Long before the holiday decorations are put away and the ball in Times Square actually drops, we are bombarded by the pressure associated with January 1. Gyms, clothing stores, and food companies start pitching the “New You” for the New Year.
I’m all about personal growth. Open my podcast feed or my e-Reader and you’ll see every personal development guru you can imagine from Rachel Hollis to The Minimalists. I have a running list of goals and write to-do lists every day. But the older I’ve gotten and the more honest I’m learning to be with myself, I’m beginning to think that January isn’t the best time for me to develop new (or break old) habits. Instead, it’s a good time for me to slow down.
Animals are hibernating. Plants and flowers are dormant. It just feels more natural to me to slowly get back into the swing of things, following holiday-related interruptions in routine, before embarking on life-changing pursuits.
If January inspires you to work toward a “New You,” I will be your biggest cheerleader. But if, like me, you need to hibernate for a while, remember that January 1 is a day on the calendar. You can pick ANY day to start a “New Year, New You.” As a wise friend of mine posted on Facebook the other day, a year is defined as 365 days. You can start whenever you’re ready.

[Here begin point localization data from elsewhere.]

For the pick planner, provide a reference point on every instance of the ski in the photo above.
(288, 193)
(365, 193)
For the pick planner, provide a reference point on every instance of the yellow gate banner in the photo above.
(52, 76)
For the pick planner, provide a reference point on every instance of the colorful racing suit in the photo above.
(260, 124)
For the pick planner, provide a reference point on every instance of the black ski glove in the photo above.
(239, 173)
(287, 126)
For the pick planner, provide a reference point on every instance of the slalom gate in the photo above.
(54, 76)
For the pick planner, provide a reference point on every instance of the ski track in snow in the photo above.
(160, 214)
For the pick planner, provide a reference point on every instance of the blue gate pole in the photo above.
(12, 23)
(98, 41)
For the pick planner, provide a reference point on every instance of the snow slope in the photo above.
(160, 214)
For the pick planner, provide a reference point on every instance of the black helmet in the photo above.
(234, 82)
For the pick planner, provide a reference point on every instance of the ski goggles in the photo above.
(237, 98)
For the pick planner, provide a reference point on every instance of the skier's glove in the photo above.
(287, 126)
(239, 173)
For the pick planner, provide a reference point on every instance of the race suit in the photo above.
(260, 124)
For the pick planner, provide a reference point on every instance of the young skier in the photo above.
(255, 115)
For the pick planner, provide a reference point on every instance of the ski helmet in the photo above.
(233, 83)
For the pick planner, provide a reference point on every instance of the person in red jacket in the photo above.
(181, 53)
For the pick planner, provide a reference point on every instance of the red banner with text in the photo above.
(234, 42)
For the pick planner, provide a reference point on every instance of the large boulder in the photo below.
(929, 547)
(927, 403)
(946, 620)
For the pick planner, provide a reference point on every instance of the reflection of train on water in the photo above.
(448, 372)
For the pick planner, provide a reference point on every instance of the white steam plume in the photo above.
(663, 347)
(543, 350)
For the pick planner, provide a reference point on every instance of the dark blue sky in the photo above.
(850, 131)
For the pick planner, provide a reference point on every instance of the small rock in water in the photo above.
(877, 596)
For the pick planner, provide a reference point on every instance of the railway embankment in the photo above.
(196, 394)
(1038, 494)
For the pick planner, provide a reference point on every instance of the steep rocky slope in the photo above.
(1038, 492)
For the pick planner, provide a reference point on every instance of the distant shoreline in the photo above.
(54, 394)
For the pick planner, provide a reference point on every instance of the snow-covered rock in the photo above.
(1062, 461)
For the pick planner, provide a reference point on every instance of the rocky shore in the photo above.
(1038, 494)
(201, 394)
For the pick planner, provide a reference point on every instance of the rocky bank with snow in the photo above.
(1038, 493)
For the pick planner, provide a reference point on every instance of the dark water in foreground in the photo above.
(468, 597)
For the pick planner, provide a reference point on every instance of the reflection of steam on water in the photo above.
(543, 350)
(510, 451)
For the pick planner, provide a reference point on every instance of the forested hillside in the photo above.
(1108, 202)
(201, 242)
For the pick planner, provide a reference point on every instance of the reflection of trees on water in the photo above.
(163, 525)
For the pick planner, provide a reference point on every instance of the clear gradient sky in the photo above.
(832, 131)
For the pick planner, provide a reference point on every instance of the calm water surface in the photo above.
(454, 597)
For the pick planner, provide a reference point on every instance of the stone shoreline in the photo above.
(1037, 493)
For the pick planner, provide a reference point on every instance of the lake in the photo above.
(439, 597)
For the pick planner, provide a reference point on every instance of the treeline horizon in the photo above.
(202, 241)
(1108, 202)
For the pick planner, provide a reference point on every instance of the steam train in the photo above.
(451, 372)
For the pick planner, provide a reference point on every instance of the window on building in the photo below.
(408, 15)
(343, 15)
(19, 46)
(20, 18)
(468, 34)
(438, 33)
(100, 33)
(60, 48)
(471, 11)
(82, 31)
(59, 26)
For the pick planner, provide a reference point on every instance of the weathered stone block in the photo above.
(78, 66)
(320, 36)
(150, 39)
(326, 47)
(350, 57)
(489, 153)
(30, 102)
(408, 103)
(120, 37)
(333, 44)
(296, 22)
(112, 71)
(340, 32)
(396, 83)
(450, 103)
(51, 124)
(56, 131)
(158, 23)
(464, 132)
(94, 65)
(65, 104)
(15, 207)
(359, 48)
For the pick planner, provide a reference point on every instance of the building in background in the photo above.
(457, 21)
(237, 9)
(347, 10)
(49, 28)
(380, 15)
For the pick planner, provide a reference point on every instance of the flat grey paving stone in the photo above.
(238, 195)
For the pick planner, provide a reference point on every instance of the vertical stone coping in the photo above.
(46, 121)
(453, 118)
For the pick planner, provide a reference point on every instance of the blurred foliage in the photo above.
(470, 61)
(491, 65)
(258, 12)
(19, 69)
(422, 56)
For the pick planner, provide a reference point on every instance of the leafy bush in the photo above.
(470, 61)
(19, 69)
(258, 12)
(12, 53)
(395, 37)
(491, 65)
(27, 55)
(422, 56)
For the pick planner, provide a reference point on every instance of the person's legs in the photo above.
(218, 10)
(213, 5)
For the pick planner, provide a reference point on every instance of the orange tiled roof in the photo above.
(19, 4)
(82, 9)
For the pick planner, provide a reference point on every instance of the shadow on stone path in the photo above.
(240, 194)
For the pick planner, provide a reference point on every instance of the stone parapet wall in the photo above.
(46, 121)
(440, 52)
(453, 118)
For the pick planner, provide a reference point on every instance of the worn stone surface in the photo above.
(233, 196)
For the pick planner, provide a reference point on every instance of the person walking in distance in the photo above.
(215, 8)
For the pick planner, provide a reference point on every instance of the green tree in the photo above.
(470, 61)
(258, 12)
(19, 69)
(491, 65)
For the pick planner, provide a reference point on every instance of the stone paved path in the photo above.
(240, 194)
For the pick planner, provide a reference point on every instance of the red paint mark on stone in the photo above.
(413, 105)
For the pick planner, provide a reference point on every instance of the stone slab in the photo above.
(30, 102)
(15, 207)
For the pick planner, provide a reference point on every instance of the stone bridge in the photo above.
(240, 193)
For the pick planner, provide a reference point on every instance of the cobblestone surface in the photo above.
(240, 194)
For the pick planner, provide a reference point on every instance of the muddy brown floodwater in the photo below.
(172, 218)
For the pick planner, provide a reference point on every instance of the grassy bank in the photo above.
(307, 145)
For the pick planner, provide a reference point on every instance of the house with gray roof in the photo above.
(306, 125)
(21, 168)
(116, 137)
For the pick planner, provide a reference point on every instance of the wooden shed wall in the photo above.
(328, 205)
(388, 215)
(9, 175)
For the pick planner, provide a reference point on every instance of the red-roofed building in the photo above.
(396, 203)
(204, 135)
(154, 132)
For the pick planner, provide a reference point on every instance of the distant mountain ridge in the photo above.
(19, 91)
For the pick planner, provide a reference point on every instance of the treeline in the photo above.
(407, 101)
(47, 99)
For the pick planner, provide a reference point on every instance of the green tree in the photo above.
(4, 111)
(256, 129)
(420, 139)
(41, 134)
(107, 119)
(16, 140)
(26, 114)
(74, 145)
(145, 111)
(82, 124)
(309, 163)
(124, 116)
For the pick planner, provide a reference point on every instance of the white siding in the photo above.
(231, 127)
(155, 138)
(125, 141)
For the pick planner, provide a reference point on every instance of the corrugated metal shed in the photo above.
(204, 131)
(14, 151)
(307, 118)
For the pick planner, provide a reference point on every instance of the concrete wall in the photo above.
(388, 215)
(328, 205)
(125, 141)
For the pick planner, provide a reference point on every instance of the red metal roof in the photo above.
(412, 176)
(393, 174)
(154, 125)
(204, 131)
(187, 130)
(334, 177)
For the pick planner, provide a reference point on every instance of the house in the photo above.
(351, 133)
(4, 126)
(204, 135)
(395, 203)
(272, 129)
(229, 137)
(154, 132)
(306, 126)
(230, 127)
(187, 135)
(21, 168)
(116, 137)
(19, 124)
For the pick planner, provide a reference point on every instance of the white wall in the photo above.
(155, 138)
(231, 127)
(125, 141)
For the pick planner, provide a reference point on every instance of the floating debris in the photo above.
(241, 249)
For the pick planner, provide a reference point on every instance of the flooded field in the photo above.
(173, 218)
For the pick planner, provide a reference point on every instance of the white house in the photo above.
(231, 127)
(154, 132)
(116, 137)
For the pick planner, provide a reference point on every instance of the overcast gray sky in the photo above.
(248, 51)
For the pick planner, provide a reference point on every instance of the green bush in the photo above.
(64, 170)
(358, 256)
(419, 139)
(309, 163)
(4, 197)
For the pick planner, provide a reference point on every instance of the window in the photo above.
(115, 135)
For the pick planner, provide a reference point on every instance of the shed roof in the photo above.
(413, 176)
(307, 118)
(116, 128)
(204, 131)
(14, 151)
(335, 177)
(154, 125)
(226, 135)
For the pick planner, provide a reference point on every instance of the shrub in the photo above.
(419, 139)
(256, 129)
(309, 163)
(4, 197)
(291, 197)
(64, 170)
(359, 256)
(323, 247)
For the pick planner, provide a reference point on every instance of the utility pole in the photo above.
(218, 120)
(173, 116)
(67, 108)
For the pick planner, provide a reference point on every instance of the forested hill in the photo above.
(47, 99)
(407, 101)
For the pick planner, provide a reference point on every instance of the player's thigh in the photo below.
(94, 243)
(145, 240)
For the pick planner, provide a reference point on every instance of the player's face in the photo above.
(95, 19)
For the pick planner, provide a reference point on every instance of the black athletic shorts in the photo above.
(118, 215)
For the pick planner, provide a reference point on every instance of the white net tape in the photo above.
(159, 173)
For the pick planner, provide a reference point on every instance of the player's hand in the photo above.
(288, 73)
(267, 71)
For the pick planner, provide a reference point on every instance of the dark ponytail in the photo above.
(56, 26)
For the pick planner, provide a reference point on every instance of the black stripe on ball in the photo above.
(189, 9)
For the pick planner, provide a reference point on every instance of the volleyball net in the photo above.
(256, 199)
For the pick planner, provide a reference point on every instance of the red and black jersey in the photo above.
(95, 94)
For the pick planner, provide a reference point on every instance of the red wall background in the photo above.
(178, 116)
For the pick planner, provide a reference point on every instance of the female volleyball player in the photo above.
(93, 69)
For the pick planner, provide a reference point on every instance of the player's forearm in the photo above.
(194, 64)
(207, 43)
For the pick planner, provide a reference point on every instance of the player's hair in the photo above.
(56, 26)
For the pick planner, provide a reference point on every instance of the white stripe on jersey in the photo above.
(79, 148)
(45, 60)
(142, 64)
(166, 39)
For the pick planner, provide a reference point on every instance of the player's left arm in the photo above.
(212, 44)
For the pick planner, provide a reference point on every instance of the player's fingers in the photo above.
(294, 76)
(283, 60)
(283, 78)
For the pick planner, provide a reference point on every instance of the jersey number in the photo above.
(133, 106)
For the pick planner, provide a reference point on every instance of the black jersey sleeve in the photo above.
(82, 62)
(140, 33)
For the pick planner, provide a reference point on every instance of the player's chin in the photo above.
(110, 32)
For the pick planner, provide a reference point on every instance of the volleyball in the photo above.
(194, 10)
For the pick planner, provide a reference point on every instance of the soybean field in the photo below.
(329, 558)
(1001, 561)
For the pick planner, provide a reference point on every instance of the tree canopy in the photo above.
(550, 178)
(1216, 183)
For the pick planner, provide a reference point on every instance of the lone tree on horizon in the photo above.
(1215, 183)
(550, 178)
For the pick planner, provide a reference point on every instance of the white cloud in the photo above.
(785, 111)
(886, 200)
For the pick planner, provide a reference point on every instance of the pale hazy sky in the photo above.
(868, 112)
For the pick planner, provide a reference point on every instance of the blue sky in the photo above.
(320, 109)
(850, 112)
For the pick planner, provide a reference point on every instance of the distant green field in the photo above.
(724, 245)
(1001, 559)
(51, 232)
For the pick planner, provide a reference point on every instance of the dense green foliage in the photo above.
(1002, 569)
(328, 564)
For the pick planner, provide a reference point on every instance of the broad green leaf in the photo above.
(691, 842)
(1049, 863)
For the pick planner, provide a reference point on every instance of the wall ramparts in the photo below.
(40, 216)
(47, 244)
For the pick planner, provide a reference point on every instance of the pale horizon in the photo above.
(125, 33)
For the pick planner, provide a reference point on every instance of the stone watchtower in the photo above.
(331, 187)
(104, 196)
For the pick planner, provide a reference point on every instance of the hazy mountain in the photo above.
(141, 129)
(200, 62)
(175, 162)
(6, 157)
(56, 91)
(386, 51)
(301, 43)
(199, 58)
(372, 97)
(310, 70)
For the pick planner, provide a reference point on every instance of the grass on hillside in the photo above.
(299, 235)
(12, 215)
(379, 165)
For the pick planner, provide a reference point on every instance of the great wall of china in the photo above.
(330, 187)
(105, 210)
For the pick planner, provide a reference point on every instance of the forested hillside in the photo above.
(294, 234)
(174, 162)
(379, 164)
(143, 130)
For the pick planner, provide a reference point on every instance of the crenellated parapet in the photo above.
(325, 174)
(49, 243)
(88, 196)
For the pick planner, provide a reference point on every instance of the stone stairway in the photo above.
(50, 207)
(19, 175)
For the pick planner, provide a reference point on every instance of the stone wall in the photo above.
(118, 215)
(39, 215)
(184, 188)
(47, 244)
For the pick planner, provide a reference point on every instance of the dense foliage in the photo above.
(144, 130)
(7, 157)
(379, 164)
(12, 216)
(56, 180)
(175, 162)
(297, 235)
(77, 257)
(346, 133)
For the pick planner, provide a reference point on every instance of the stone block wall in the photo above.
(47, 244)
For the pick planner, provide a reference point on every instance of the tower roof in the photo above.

For me, fall is a more natural fresh slate. Maybe it’s the school calendar being ingrained, or the fact that I observe the Jewish New Year (Rosh HaShanah), or maybe it’s the crisp air that puts a pep in my step. Maybe for you it’s the spring, when nature is blooming and everything around us is new.
Ultimately, it’s about being better today than we were yesterday, no matter what day it is on the calendar.